Face à la prolifération des dérives en ligne, l’encadrement du cyberespace congolais devient une urgence nationale. Photojournaliste, journaliste, enseignant en communication à l’Université de Lubumbashi (UNILU) et ambassadeur du travail en RDC, Jonathan Kamunga sollicite une régulation rigoureuse de l’usage des réseaux sociaux en République démocratique du Congo.

Au cœur de sa réflexion figure un constat paradoxal : alors que des opérateurs locaux comme Airtel, Orange, Vodacom ou Africell fournissent l’accès aux plateformes telles que WhatsApp, ils se trouvent dans l’incapacité de rétablir les victimes dans leurs droits en cas de diffamation, de piratage ou de cyberharcèlement. La raison est simple : ces applications sont éditées et gérées par des multinationales basées à l’étranger, échappant ainsi à la juridiction directe des acteurs télécoms opérant sur le sol congolais.

Cette impasse met en lumière les limites du cadre légal actuel. Certes, la RDC s’est dotée d’un nouveau Code du numérique via l’ordonnance-loi de mars 2023, mais sa mise en œuvre effective se heurte à un verrou majeur. Entre l’absence de sièges sociaux de ces géants du Web dans le pays et la complexité des mécanismes institutionnels de contrôle, l’État peine à imposer des règles du jeu contraignantes.

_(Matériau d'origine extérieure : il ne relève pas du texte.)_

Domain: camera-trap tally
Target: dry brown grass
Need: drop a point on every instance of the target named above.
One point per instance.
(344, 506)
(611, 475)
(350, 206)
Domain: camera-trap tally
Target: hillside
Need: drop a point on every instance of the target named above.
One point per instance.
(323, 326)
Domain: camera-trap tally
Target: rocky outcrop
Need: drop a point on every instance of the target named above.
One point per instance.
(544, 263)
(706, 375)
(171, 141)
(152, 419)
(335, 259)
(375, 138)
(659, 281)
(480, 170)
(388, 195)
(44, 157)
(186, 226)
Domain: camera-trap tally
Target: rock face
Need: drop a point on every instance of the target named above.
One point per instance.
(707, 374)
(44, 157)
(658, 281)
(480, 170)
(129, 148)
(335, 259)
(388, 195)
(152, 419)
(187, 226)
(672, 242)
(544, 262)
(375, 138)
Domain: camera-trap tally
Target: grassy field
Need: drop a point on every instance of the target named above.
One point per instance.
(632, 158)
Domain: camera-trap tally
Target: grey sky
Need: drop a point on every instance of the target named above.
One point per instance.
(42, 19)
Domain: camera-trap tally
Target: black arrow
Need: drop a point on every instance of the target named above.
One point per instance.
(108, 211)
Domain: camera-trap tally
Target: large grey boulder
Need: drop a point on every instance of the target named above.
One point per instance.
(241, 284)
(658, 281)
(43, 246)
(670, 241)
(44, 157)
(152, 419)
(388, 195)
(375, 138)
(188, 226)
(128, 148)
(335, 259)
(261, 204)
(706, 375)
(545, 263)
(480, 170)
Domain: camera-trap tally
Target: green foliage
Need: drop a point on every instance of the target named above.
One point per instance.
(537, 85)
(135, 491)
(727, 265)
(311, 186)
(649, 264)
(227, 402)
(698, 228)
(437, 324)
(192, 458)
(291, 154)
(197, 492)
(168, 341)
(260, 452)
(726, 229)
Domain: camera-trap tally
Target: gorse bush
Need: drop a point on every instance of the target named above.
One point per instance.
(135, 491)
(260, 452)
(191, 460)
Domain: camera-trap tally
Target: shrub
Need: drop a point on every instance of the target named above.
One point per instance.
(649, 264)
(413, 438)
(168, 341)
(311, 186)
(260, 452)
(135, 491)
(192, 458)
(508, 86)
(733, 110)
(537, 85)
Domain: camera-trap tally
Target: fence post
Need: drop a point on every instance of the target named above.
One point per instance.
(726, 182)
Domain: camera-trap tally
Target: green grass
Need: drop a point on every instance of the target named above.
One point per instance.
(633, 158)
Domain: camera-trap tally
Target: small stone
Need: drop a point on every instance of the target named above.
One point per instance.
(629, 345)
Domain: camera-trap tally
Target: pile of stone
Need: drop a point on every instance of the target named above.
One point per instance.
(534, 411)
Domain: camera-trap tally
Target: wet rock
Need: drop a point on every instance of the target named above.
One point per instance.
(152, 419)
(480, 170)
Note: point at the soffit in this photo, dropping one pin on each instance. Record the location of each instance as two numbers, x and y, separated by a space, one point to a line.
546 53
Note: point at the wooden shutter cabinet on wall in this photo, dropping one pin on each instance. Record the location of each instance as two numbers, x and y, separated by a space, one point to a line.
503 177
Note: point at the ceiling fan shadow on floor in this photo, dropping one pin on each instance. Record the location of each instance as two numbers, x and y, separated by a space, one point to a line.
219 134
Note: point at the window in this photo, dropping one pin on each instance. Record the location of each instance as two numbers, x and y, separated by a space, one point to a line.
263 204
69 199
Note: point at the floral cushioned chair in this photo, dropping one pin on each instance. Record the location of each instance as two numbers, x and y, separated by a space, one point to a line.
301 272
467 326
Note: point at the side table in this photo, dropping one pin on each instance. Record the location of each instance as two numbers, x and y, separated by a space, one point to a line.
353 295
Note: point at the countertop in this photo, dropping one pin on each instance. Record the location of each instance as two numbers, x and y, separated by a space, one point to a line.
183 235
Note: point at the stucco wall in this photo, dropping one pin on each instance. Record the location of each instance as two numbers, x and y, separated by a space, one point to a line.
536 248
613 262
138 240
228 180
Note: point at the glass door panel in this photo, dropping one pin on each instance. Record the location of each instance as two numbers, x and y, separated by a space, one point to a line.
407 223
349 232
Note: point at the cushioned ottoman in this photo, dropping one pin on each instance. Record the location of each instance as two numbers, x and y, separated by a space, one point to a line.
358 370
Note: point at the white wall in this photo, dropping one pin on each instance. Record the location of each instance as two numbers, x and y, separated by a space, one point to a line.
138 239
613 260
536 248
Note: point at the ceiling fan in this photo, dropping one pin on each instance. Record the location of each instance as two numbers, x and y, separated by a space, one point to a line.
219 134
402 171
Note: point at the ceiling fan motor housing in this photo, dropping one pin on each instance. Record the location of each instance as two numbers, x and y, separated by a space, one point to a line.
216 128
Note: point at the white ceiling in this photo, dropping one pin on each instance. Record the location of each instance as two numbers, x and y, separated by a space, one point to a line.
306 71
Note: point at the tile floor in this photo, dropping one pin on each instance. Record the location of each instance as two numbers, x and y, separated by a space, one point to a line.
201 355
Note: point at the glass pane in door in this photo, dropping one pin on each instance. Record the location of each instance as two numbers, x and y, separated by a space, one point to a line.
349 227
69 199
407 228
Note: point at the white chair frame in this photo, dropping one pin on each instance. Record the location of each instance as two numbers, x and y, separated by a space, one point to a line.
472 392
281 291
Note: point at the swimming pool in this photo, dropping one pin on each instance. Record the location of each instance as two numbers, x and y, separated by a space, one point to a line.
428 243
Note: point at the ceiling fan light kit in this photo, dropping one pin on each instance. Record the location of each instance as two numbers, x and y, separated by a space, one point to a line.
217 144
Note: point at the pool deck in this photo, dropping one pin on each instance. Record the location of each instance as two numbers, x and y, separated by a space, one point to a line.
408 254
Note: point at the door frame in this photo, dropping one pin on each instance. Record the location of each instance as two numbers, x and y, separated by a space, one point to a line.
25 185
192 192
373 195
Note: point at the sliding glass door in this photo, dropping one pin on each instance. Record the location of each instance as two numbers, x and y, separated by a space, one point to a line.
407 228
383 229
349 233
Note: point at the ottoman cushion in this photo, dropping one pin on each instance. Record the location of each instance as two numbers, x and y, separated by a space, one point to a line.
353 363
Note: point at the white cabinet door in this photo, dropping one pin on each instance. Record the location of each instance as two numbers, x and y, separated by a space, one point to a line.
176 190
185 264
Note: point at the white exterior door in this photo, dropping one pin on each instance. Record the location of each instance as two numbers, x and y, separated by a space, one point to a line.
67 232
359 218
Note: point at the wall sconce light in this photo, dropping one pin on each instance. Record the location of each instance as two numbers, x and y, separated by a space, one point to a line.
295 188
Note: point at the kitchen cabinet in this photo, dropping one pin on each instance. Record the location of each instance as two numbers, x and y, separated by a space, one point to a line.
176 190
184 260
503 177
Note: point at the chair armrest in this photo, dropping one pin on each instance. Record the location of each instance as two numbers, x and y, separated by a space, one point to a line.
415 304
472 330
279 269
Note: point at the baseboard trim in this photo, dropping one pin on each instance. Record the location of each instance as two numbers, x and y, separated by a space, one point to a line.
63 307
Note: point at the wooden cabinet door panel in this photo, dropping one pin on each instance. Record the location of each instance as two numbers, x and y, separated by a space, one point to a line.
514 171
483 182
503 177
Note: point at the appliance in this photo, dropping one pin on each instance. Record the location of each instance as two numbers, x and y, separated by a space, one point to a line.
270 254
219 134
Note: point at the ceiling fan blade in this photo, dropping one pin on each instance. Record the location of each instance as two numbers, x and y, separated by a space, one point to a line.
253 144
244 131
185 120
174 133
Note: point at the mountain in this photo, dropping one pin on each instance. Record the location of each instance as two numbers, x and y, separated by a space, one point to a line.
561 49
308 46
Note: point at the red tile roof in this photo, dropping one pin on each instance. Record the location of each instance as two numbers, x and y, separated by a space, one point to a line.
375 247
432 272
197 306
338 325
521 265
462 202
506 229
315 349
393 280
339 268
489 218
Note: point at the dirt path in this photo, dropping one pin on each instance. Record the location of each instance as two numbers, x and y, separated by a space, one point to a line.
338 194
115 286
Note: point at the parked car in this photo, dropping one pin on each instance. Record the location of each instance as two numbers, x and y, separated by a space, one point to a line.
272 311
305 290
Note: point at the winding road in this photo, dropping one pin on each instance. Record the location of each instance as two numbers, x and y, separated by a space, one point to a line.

Pour Jonathan Kamunga, il ne s’agit pas de restreindre la liberté d’expression, mais d’imposer une responsabilité éditoriale et légale à la hauteur des enjeux. Sans un partenariat structuré et des mécanismes de coopération transfrontalière, le citoyen congolais restera vulnérable face à des plateformes transnationales qui engrangent des profits locaux sans assumer les dégâts sociaux qu’elles génèrent.